I’m naturally given to accepting the latter, as any modern human would. But I can’t know, can I? Maybe there’s more to birds than meets the eye, in which case I wish they’d be a little more transparent in their mode of communication.

Finding the Opportunity to Praise.

Since I can’t think of anything to post about tonight, I thought I’d copy something I wrote in an email by way of trying to help somebody feel better about herself:

I admit that I don’t know you perfectly. Nobody could, much less somebody who has never met you, never looked into your eyes, never observed how you smile or what kind of tears you shed. But I can say after more than ten years of close correspondence that I’ve never seen any bad in you. I’ve never seen any trace of vindictiveness, vengefulness, cruelty, nor even harshness, and your lack of any judgemental faculty is unique in my experience. You’ve always struck me as a person of light who loves to spread light to others. Even when your actions have seemed selfish, they’ve always been at least ameliorated if not wholly excused by the sort of vulnerability we must all be allowed if we’re to be human.

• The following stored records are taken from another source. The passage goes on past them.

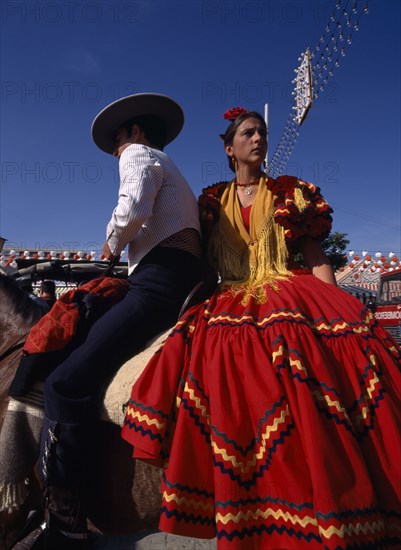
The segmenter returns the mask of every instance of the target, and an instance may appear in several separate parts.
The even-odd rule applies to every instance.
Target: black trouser
[[[181,250],[158,247],[128,279],[125,298],[94,323],[84,343],[45,381],[40,471],[44,462],[46,485],[86,485],[107,383],[146,342],[176,322],[201,279],[201,264]]]

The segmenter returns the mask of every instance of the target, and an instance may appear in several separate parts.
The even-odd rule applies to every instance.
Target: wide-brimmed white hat
[[[184,112],[171,97],[162,94],[134,94],[107,105],[96,116],[92,123],[92,138],[96,145],[113,154],[115,149],[115,132],[127,120],[140,115],[160,117],[166,125],[166,143],[172,142],[184,126]]]

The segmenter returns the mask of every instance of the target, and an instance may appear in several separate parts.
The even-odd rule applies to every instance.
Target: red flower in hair
[[[248,109],[244,109],[244,107],[233,107],[232,109],[228,109],[223,115],[223,118],[225,120],[229,120],[232,122],[240,115],[244,115],[245,113],[249,113]]]

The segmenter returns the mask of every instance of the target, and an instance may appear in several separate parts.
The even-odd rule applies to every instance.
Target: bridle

And I meant every word of it, so here’s the good bit. To a misanthropic old curmudgeon like me, it really makes me feel good to be able to say such a thing honestly. And it should go without saying that I would never say such a thing dishonestly.

Thank Heaven...

I was listening to a piece of music on YouTube tonight which was accompanied by paintings of little girls looking adorably little girlish, and I found myself wondering whether it’s a shame that little girls have to grow up and become women. I’m sure it isn’t, but it does raise a point.

Little girls are relatively simple. All you have to do is take care of them, give them everything they want, and make damn sure nothing ever gets close enough to threaten them. Even their occasional tantrums are cute.

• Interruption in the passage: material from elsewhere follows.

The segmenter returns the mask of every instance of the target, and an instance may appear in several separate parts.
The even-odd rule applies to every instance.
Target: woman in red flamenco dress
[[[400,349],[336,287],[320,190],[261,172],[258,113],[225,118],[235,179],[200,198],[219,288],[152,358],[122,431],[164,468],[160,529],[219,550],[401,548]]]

And then they grow into young women. At that point they draw you inexorably towards them with emotional magnets – against which resistance is useless – while scattering the path along which you’re forced to walk with broken glass.

And now I’m wondering whether that makes me a misogynist. I’m quite sure it doesn’t because most of my heroes are women. But it does make life complicated.

Monday, 9 November 2020

Thoughts on the Wobble Room.

Anybody who’s been reading this blog for any length of time will know that the Royal Derby Hospital has become a reluctant second home to me over the past 2½ years. They will also know that the commonly used superlatives do scant justice to my feelings for the nursing staff there. I love them to bits, I really do.

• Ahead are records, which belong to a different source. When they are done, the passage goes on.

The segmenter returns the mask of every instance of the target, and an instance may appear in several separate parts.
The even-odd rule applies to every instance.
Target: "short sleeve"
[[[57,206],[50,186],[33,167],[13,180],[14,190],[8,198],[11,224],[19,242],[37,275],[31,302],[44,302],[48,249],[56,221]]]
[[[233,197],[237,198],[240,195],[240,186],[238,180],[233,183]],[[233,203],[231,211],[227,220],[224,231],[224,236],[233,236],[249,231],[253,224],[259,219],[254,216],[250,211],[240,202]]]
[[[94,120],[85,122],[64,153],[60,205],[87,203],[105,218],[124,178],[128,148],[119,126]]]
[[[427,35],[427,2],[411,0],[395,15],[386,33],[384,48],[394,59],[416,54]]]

Today the lovely RDH nurses were given a little feature on the national BBC News website. It talked about their setting up of a ‘wobble room’ – a room in the hospital reserved for the clinical staff where they can go and have a cry when things become just too much, before pulling themselves together and carrying on. And there’s a board in there on which they can write about ‘what I’m going to do when all this is over.’ One said ‘have the best party ever.’ Another wrote ‘hug my mum.’ Both so very human, so simple, so unprepossessing, and yet so touching.

I know they’ve been under intense pressure for the past eight months, and I know that eight months is a long time to hold yourself together under the weight of such pressure. That’s why, on reading about the wobble room, I wanted to go in there and ask them:

‘How do you do it? How do you continue to smile calmly when dealing with patients day after day, week after week, month after dispiriting month, some of whom must drive you to distraction occasionally? Why is nothing ever too much trouble for you? How do you continue to be everybody’s surrogate mother without complaint?’

And this is the National Health Service I’m talking about, so we patients don’t even have to pay for such care and dedication. We just turn up at the appointed time, lie back and wait to be cared for by caring people. The nurses, for their part, are public servants who get paid a modest salary for doing a job like everybody else. The NHS might not offer the opulence and frills of a privatised service, but the people who work there get the job done because they’re up to it. Do we deserve it? I hope some of us do.